Pas exempt de critiques
La rapidité avec laquelle s’est démocratisé le renseignement de sources ouvertes inquiète toutefois certains observateurs, qui critiquent la prolifération de résultats d’enquêtes bâclées contribuant elles-mêmes à brouiller l’espace informationnel. L’ouverture, valeur fondamentale de la communauté OSINT, permet à certains internautes de s’approprier sans scrupules le travail des autres, ou de disséminer des informations fallacieuses en érigeant des rumeurs comme des faits.
L’attribution erronée de crimes, conséquence notoire de certaines enquêtes menées par des individus davantage motivés par un désir de vengeance que par la recherche de la vérité, peut en outre avoir des répercussions négatives sur des individus innocents et leur entourage. Lorsqu’elle se soustrait à son devoir de minutie et de rigueur, la communauté d’OSINT peut causer des torts considérables, minant à la fois la confiance accordée par les internautes et la crédibilité de la pratique aux yeux de la classe dirigeante.

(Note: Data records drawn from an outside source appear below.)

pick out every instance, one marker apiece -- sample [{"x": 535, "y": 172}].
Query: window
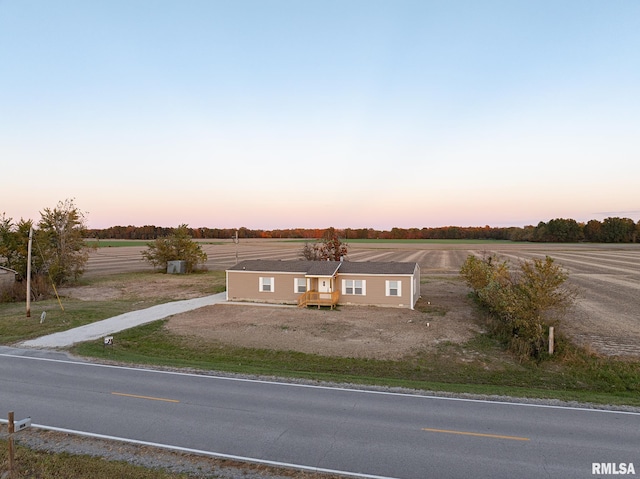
[
  {"x": 394, "y": 288},
  {"x": 267, "y": 285},
  {"x": 354, "y": 286},
  {"x": 299, "y": 285}
]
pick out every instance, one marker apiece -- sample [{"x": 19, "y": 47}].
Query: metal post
[
  {"x": 10, "y": 441},
  {"x": 29, "y": 273}
]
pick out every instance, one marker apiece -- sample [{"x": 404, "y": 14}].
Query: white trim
[
  {"x": 270, "y": 282},
  {"x": 387, "y": 286},
  {"x": 296, "y": 284},
  {"x": 344, "y": 287}
]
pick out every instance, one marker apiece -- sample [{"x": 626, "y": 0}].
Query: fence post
[{"x": 10, "y": 441}]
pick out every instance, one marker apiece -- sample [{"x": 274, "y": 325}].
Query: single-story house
[{"x": 317, "y": 283}]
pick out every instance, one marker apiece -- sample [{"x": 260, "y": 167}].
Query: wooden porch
[{"x": 315, "y": 298}]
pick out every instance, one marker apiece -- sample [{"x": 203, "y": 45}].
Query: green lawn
[{"x": 479, "y": 366}]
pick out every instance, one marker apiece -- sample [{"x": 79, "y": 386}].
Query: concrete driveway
[{"x": 106, "y": 327}]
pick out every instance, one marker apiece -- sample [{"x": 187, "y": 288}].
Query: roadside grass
[
  {"x": 15, "y": 326},
  {"x": 29, "y": 463},
  {"x": 480, "y": 366}
]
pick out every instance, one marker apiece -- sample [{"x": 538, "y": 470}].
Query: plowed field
[{"x": 606, "y": 315}]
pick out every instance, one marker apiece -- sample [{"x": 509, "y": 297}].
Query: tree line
[{"x": 559, "y": 230}]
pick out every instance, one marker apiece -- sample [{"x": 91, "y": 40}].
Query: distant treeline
[{"x": 560, "y": 230}]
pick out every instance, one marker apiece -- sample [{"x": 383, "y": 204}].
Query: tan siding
[
  {"x": 245, "y": 286},
  {"x": 376, "y": 294}
]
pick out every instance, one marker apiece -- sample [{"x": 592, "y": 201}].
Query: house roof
[{"x": 325, "y": 268}]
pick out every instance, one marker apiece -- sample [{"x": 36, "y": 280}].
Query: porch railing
[{"x": 316, "y": 298}]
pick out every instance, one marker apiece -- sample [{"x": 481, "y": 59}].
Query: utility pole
[
  {"x": 236, "y": 241},
  {"x": 29, "y": 273}
]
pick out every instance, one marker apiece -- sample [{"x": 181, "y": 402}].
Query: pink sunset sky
[{"x": 356, "y": 114}]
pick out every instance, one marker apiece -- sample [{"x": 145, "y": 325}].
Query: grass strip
[{"x": 479, "y": 366}]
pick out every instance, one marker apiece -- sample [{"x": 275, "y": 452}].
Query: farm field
[{"x": 606, "y": 315}]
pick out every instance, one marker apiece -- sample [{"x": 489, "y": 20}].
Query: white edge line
[
  {"x": 200, "y": 452},
  {"x": 330, "y": 388}
]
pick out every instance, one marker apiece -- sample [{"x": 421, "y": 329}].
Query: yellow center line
[
  {"x": 144, "y": 397},
  {"x": 477, "y": 434}
]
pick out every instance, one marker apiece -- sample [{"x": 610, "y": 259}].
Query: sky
[{"x": 272, "y": 114}]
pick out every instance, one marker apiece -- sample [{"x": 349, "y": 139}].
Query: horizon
[{"x": 354, "y": 114}]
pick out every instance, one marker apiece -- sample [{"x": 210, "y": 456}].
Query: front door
[{"x": 324, "y": 285}]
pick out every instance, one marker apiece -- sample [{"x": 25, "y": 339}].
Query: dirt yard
[
  {"x": 445, "y": 314},
  {"x": 605, "y": 317},
  {"x": 350, "y": 331}
]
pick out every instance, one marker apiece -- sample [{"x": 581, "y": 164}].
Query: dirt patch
[
  {"x": 175, "y": 287},
  {"x": 349, "y": 331}
]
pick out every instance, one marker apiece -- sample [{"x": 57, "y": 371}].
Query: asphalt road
[{"x": 362, "y": 433}]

Les individus faisant des recherches de sources ouvertes, particulièrement celles et ceux ayant peu d’expérience dans le domaine et ne bénéficiant pas d’un soutien en santé mentale, courent également le risque d’être traumatisés par la visualisation d’images de conflits et d’événements violents. Sensibles à cet enjeu, des collectifs d’OSINT publient régulièrement des conseils à la communauté pour mitiger les impacts négatifs de l’analyse de ces images. Les chercheurs et chercheures de plus haut profil risquent en outre d’être la cible d’intimidation les forçant dans certains cas à déménagerpour assurer leur sécurité : début 2023, le directeur du célèbre groupe d’OSINT Bellingcat Christo Grozev a dû renoncer à regagner l’Autriche, à cause de menaces que faisait peser sur lui le renseignement russe. Finalement, en collectant et en diffusant du matériel issu de sources ouvertes, les analystes amateurs peuvent se retrouver au cœur de litiges s’ils ne font pas attention aux cadres juridiques entourant ce type d’enquête, qui diffèrent selon les pays.
L’OSINT au Canada
Malgré son essor dans les deux dernières années, le renseignement de sources ouvertes ne semble pas avoir particulièrement percolé dans l’écosystème médiatique canadien jusqu’ici. Alors que des initiatives de collaboration et de partage d’informations dans le domaine existent, elles se concentrent plutôt sur le cybercrime et la recherche de personnes disparues. L’OSINT pourrait pourtant bonifier l’arsenal canadien de lutte contre la désinformation étrangère, sensibiliser le grand public à des enjeux sous-estimés par les médias et contribuer à atténuer l’actuelle crise de confiance envers les médias traditionnels.